Fix sheet names - Githubissues

slyrus commented 4 years ago

So it turns out that sheet names are more complicated than the previous code assumed. The sheetId in workbook/sheets/sheet is a string that encodes a number. Previous code used that number as the index into the sheets. Really, one has to get the r:id attribute from the sheet then use the xl/_rels/workbook.xml.rels which maps the relationship Id to a Target sheet. Ugh. Anyway, this fixes my sheet name problems. Would be good to test this on a variety of XLSX files to make sure that the namespaces (etc...) all play nice together.

gwangjinkim commented 4 years ago

Thank you so much!
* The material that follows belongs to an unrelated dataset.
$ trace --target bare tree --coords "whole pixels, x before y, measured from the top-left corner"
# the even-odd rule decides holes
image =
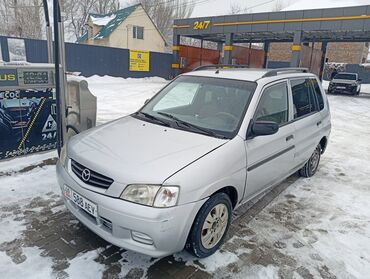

True - it has to be better tested - hopefully people use it like you. And sorry, I was and am still on vacation and couldn't time yet to look carefully. But I trust your diligent work! xlsx specifications are quite complex. I don't know how Python or R exactly did it. Maybe one has to dig into the packages there and try to translate the stuff to common lisp. R's "openxlsx" package is quite good in dealing with xlsx files. Or a Python package one would need.

slyrus commented 4 years ago

thanks for merging! Yes, the specs are complex but the infrastructure (reading the XML streams, tools for working with XML documents, etc...) are all here so it feels like it shouldn't be all that much work to have something on par with readxl or openxlsx (not sure about the python excel libraries).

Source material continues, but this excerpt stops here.